Psychological effects of BP oil spill go beyond residents of impacted shorelines
The psychological effects of the BP oil spill, the largest recorded environmental disaster in human history, extend far beyond people living around the areas of the Gulf of Mexico that were directly impacted by the spill, a new study finds. Writing in the online edition of the journal Environmental Health Perspectives, a publication of the National Institutes of Health, the researchers reported that even in areas that did not have oil exposure, people still experienced elevated levels of anxiety and depression and reduced ability to show resilience in difficult emotional and financial situations because of the disaster.

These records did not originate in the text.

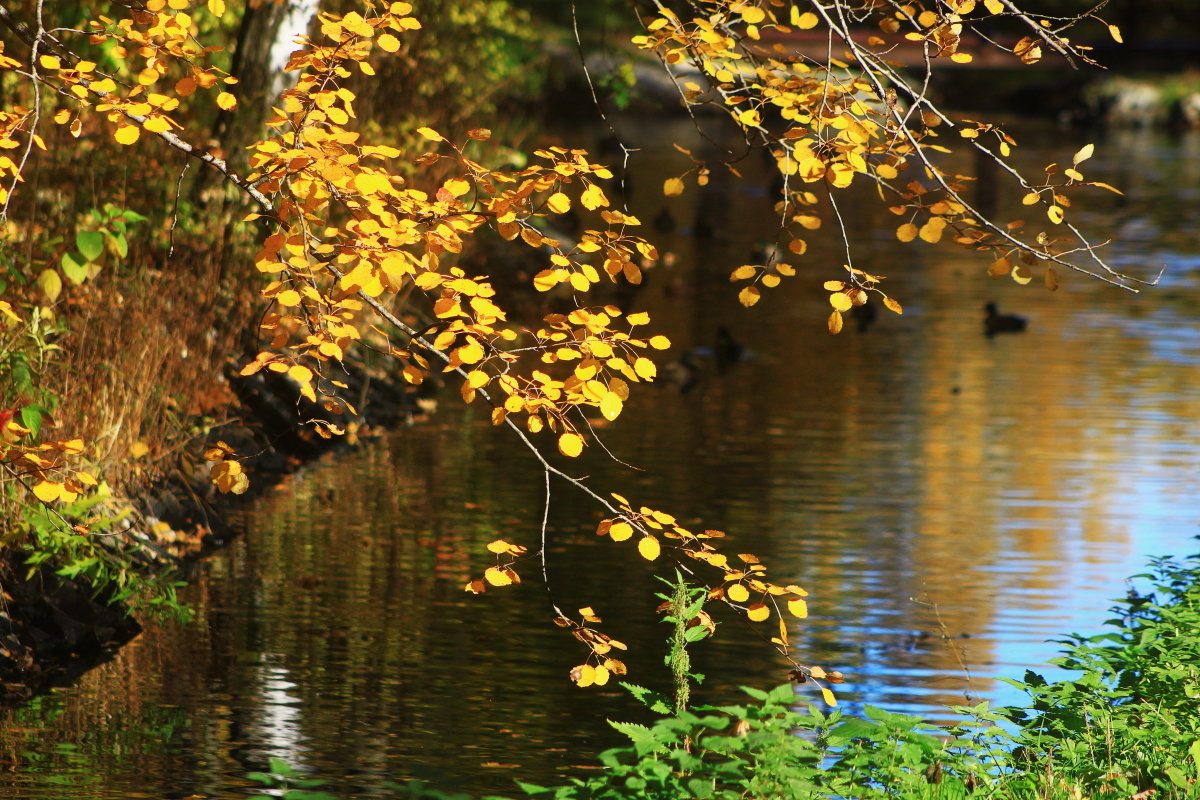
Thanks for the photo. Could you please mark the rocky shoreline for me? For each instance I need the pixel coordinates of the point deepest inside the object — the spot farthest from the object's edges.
(53, 629)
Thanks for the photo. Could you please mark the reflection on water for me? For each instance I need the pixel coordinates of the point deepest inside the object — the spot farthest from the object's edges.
(949, 500)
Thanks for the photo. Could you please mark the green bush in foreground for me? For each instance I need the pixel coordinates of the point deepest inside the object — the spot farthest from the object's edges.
(1127, 727)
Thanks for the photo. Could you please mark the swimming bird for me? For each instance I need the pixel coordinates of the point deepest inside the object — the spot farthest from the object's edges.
(996, 323)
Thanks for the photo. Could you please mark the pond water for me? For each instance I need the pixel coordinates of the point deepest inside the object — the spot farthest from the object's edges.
(952, 501)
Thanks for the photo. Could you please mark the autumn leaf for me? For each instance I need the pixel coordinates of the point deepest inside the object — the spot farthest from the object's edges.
(497, 577)
(611, 405)
(759, 612)
(834, 323)
(126, 134)
(621, 531)
(593, 198)
(570, 444)
(648, 547)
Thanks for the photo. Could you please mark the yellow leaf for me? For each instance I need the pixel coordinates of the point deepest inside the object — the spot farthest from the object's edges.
(621, 531)
(753, 14)
(744, 272)
(456, 186)
(126, 133)
(645, 368)
(497, 577)
(288, 298)
(600, 675)
(570, 444)
(834, 323)
(611, 405)
(931, 230)
(804, 22)
(471, 353)
(583, 674)
(750, 118)
(47, 492)
(593, 198)
(648, 547)
(759, 612)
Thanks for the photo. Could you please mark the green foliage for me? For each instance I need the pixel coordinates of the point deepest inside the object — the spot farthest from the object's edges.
(768, 750)
(1131, 721)
(85, 557)
(108, 230)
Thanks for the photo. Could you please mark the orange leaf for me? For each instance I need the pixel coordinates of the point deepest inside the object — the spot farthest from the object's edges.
(649, 547)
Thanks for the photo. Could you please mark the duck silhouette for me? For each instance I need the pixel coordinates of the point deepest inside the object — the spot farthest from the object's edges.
(996, 323)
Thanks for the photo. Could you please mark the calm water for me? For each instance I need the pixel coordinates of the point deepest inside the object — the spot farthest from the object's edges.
(918, 479)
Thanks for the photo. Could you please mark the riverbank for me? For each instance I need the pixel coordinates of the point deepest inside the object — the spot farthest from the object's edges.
(1127, 726)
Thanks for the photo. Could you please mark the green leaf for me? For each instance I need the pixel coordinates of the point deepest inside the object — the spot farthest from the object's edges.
(31, 417)
(75, 269)
(90, 244)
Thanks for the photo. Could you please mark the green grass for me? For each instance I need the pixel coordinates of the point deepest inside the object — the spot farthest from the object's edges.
(1125, 725)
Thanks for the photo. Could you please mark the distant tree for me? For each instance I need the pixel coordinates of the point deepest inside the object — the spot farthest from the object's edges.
(352, 226)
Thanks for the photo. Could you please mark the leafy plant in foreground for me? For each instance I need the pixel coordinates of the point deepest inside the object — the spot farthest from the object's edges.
(1131, 721)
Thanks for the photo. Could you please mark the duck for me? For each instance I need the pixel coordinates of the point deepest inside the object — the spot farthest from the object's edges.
(996, 323)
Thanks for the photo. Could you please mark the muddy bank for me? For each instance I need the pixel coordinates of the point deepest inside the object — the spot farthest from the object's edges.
(53, 627)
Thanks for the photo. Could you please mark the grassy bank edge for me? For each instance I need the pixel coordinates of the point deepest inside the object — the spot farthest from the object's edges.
(1126, 725)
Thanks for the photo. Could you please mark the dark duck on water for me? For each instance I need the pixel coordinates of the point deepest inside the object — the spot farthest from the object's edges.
(996, 323)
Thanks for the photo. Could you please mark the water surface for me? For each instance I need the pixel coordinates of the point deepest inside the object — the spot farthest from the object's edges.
(951, 501)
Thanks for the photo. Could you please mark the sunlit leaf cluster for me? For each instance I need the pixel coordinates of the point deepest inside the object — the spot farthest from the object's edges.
(852, 119)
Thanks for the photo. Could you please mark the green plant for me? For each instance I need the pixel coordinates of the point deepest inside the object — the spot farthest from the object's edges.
(288, 782)
(108, 230)
(52, 537)
(1129, 722)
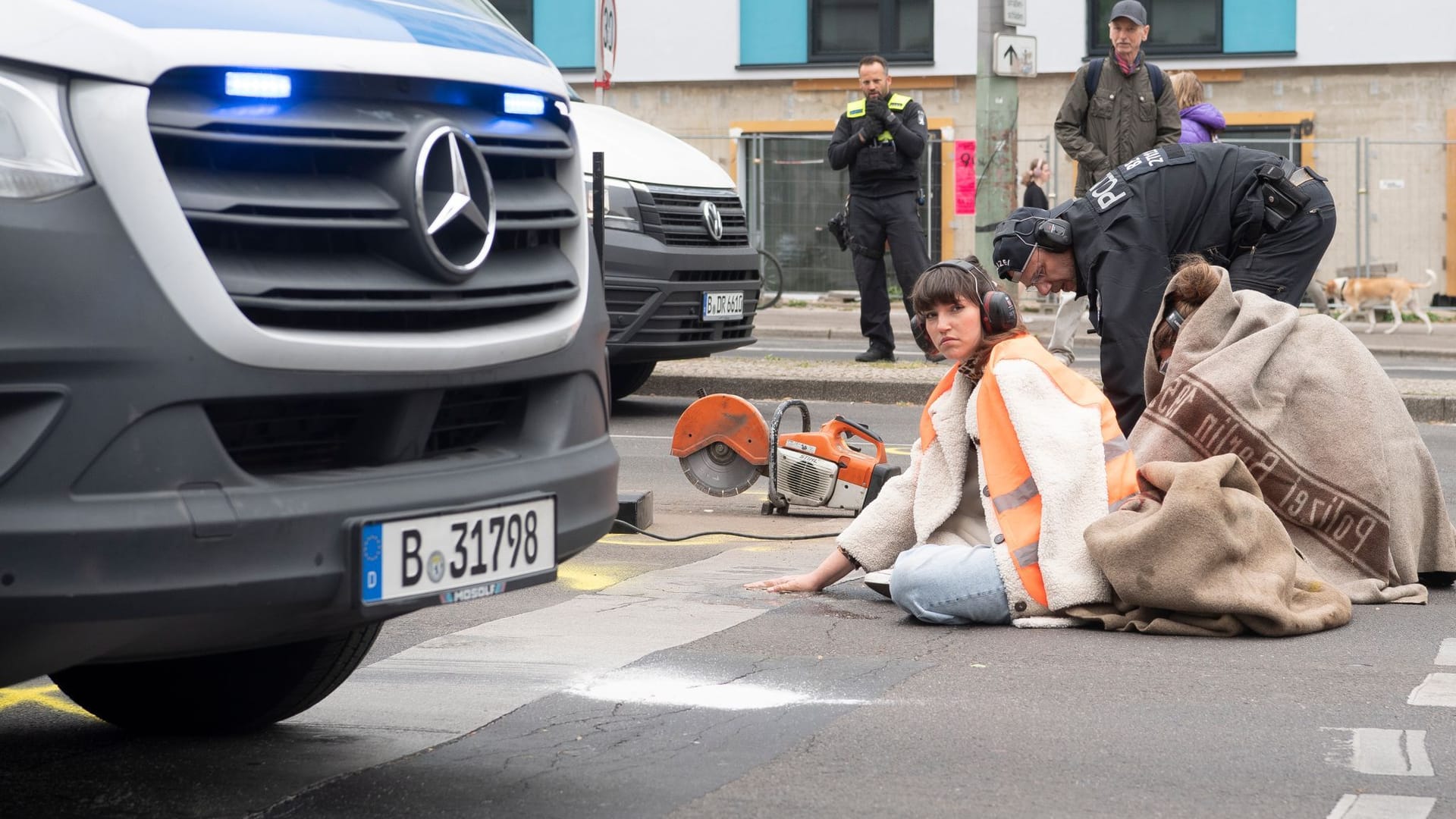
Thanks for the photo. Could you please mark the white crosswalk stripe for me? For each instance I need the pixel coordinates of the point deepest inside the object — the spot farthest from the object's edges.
(1389, 752)
(1381, 806)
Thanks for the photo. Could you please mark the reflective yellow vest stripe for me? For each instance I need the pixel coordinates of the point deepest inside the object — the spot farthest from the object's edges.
(897, 102)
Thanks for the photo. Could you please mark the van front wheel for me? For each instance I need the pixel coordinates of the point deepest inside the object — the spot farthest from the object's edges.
(215, 694)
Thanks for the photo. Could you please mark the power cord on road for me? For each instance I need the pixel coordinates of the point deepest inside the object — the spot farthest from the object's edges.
(728, 534)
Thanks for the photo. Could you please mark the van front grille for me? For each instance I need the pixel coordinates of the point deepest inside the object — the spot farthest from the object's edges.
(310, 215)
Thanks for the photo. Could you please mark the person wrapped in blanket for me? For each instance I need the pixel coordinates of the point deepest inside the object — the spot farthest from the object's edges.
(1017, 457)
(1316, 422)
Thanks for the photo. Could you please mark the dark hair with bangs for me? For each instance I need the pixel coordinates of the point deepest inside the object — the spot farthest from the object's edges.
(946, 284)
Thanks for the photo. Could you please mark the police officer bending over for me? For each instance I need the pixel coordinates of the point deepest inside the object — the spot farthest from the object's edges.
(880, 139)
(1248, 210)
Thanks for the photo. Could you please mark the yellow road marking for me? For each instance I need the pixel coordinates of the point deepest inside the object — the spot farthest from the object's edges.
(42, 695)
(585, 577)
(631, 539)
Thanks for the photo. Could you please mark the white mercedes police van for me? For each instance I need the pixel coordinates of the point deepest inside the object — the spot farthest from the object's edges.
(297, 334)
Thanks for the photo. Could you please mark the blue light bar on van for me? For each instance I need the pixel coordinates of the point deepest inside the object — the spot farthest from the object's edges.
(525, 104)
(256, 85)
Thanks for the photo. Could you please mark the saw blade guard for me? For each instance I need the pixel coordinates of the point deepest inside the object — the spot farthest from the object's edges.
(723, 419)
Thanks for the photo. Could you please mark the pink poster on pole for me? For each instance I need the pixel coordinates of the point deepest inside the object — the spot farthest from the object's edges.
(965, 177)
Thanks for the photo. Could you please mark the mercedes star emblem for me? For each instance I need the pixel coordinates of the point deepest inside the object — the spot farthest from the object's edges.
(712, 221)
(455, 202)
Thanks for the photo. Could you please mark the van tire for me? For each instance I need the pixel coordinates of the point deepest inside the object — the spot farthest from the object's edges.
(629, 378)
(216, 694)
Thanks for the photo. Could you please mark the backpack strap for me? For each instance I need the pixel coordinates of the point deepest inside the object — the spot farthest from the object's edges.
(1155, 74)
(1094, 74)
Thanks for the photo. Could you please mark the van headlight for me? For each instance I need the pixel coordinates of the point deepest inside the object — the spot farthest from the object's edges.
(36, 155)
(622, 207)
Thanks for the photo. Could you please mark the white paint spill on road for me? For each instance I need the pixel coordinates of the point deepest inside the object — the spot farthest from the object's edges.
(679, 691)
(1389, 752)
(1446, 656)
(455, 684)
(1381, 806)
(1436, 689)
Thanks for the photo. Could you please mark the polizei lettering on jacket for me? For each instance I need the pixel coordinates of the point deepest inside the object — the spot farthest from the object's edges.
(1191, 410)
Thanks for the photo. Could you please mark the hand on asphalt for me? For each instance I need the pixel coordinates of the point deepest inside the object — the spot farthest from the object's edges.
(786, 583)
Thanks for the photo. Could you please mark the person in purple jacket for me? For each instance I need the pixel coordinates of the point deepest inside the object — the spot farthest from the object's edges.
(1201, 121)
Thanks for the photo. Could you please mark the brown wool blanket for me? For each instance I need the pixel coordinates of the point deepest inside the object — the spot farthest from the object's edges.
(1323, 431)
(1199, 553)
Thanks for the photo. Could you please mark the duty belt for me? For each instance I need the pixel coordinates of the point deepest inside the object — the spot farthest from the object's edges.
(1301, 175)
(1283, 200)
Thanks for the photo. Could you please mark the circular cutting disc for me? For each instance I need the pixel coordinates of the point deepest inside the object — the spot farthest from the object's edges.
(720, 471)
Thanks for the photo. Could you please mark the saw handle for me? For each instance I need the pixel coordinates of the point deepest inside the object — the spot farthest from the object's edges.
(842, 428)
(777, 499)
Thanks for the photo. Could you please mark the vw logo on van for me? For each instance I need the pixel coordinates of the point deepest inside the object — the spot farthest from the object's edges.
(712, 221)
(455, 203)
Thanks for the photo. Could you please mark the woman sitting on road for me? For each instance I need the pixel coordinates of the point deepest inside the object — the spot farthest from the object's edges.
(1017, 457)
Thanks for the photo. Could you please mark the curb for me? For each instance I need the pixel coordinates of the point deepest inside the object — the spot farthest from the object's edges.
(1423, 409)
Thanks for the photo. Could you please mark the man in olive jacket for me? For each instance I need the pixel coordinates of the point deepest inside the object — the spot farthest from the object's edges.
(1120, 118)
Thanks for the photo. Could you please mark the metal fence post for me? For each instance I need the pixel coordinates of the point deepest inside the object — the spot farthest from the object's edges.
(929, 202)
(1363, 146)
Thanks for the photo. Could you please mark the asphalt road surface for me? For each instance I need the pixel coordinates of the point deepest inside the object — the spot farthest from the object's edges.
(648, 682)
(845, 350)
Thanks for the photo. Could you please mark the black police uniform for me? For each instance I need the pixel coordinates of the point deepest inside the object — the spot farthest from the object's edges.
(1248, 210)
(884, 181)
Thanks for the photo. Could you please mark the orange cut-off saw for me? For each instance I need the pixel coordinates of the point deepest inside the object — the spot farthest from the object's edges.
(723, 445)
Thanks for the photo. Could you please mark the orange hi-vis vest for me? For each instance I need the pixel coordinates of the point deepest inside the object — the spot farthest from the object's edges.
(1014, 491)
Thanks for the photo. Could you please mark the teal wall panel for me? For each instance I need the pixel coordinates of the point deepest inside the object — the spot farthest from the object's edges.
(774, 33)
(566, 33)
(1258, 25)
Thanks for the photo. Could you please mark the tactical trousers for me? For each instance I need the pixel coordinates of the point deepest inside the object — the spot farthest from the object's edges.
(871, 222)
(1283, 264)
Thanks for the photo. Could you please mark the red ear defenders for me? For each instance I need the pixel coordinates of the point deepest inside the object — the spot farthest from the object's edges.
(998, 308)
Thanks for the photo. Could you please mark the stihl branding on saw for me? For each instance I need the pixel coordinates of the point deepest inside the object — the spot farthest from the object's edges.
(724, 445)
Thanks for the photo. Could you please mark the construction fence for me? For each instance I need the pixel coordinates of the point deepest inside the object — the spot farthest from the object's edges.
(1391, 202)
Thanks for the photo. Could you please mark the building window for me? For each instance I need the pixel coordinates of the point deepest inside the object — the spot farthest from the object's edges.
(520, 14)
(843, 31)
(1178, 27)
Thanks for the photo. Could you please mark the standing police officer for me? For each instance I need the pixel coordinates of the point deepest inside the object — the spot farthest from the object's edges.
(1248, 210)
(880, 139)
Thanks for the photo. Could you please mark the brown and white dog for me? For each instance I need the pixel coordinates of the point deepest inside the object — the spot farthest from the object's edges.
(1386, 290)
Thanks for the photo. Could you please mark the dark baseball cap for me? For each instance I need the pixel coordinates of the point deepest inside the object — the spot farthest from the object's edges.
(1130, 9)
(1015, 240)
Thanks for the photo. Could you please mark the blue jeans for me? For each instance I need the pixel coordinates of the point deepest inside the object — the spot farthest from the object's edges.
(949, 585)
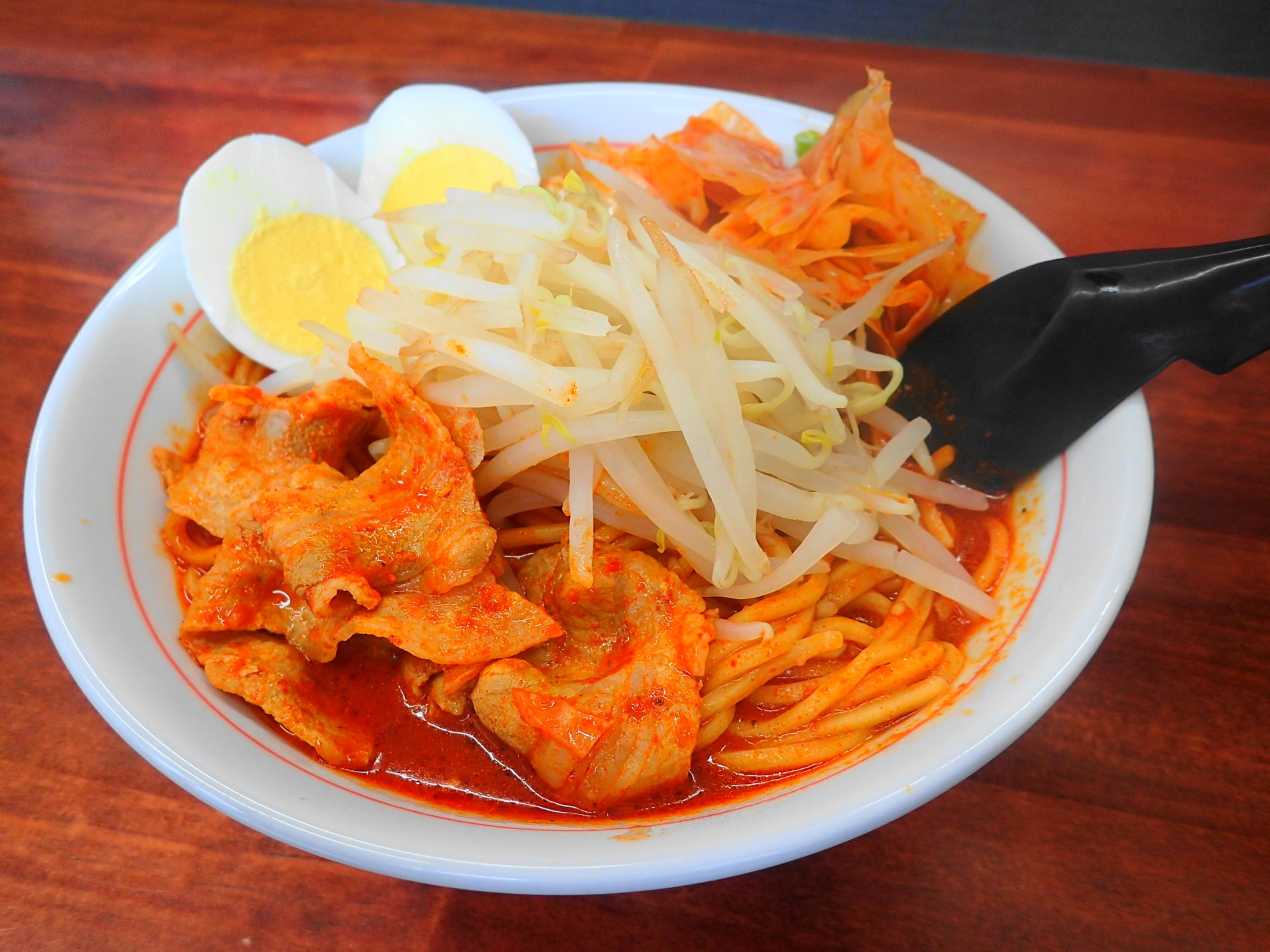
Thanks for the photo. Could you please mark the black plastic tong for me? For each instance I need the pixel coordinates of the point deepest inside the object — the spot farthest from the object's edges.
(1016, 372)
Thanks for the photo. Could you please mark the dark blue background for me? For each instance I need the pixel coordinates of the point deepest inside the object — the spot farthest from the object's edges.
(1222, 36)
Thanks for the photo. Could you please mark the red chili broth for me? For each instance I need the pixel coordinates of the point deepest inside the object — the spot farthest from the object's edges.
(456, 763)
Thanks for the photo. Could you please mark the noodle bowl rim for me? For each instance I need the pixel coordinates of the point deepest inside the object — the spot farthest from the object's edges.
(280, 793)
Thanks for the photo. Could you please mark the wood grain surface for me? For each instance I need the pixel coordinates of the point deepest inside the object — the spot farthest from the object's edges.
(1132, 816)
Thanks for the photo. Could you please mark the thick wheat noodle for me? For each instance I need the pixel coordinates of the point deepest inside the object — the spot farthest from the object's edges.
(734, 691)
(847, 588)
(793, 692)
(821, 666)
(720, 649)
(713, 728)
(952, 662)
(784, 637)
(851, 630)
(995, 560)
(175, 536)
(875, 713)
(247, 371)
(548, 516)
(873, 602)
(889, 587)
(907, 617)
(785, 602)
(888, 678)
(935, 524)
(532, 535)
(789, 757)
(607, 534)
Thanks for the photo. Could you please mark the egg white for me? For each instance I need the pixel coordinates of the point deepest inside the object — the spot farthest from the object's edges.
(222, 204)
(415, 120)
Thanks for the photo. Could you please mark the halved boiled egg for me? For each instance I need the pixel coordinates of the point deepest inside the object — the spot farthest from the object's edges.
(426, 139)
(272, 238)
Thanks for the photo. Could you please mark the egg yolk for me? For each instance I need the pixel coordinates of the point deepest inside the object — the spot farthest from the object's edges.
(427, 177)
(302, 267)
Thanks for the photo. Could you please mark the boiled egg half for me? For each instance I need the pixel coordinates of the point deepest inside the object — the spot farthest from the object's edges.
(426, 139)
(273, 237)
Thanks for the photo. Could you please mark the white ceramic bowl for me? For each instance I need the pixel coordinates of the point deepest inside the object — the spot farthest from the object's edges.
(95, 506)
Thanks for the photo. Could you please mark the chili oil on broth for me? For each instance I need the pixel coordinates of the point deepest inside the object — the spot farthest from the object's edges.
(454, 763)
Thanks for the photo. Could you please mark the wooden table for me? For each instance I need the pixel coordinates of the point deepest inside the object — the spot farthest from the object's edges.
(1134, 815)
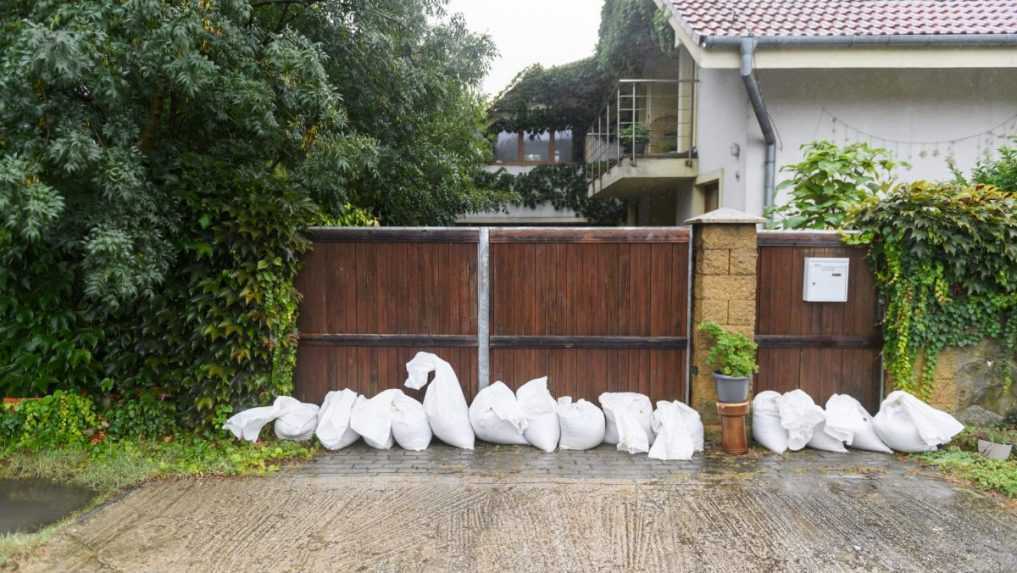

"The findings highlight the substantial psychological impact that the oil spill has had on coastal communities in Florida and Alabama," said Dr. J. Glenn Morris, a UF public health expert in the department of medicine and director of the Emerging Pathogens Institute. "In particular, the impact was not directly related to the amount of oil that reached an area. Instead, it correlated most closely with financial loss resulting from the spill."
The researchers asked the study participants — mostly men involved in the Gulf fishing industries, or people who had suffered direct financial damages because of the spill-- to answer a range of psychological questions, from how their financial circumstances were affected by the spill to how well they were able to cope in the months following the disaster. Participants were also assessed on cognitive tests to determine dexterity, speed and attention span.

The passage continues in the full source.